Methods: Data were sourced from the 2015–2018 National Health and Nutrition Examination Survey (NHANES) and the 2020–2021 Behavioral Risk Factor Surveillance System (BRFSS). Tobacco use (including combustible cigarettes and e-cigarettes) and stroke history were obtained through questionnaires. Participants were divided into four subgroups: non-smokers, exclusive combustible cigarette users, exclusive e-cigarette users, and dual users. Covariates such as age, sex, race, education, and health conditions were also collected. Multivariate logistic regression was used to analyze the relationship between smoking and stroke. Four machine-learning models (XGBoost, logistic regression, Random Forest, and Gaussian Naive Bayes) were evaluated using the area under the receiver-operating characteristic curve (AUC), and Shapley’s additive interpretation method was applied for feature importance ranking and model interpretation.

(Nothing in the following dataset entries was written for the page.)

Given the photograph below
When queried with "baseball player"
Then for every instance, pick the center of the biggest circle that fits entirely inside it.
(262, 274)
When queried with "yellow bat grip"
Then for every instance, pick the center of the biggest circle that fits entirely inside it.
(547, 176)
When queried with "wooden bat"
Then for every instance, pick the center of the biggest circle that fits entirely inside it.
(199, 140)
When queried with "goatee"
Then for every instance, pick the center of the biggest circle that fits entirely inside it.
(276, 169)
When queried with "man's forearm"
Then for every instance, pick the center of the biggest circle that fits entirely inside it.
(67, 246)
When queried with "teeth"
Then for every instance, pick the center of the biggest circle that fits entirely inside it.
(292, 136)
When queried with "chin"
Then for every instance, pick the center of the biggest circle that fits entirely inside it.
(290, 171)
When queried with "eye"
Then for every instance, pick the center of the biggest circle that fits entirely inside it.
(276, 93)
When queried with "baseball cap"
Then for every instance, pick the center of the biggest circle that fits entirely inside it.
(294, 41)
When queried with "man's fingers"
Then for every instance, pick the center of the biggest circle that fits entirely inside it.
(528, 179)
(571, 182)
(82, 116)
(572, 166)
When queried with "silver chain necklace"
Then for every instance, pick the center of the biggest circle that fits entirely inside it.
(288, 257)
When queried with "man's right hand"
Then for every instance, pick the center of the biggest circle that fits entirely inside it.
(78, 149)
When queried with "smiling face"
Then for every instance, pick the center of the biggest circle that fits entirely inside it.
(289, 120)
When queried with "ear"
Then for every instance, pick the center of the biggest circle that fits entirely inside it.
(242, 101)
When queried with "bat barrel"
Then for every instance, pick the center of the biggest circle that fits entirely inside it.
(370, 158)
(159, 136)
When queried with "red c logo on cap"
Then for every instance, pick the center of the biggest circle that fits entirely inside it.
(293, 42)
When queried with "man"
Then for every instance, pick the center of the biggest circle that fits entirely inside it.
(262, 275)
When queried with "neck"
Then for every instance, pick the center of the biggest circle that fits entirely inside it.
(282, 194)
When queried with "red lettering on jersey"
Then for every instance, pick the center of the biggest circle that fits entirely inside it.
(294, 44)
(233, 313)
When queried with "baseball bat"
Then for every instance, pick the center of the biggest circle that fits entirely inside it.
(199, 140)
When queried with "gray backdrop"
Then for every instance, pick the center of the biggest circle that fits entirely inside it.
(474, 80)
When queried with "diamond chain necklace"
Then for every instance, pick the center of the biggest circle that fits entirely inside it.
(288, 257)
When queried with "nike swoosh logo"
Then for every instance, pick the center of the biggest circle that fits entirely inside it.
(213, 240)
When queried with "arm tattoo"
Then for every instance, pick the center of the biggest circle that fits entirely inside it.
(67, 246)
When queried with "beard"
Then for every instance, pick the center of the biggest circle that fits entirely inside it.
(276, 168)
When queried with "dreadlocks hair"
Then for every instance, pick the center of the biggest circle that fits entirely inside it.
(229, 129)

Results: A total of 273,028 individuals were included in the study. Exclusive combustible cigarette users had an elevated stroke risk (β: 1.36, 95% CI: 1.26–1.47, P < 0.0001). Among the four machine-learning models, the XGBoost model showed the best discriminative ability with an AUC of 0.794 (95% CI = 0.787–0.802).

Conclusion: This study reveals a significant association between smoking types and stroke risk. An XGBoost-based stroke prediction model was established, which has the potential to improve the accuracy of stroke risk assessment and contribute to personalized interventions for stroke prevention, thus alleviating the healthcare burden related to stroke.

GRAPHICAL ABSTRACT

1 Introduction

Stroke represents a critical global health challenge, defined by the World Health Organization as the sudden onset of clinical symptoms indicative of focal or global cerebral dysfunction, typically lasting more than 24 h or leading to death, with no apparent cause other than vascular origin (Hilkens et al., 2024). This condition manifests primarily in two forms: ischemic stroke, accounting for approximately 85% of cases, and hemorrhagic stroke, comprising the remaining 15% (Maida et al., 2024; Tu et al., 2023a).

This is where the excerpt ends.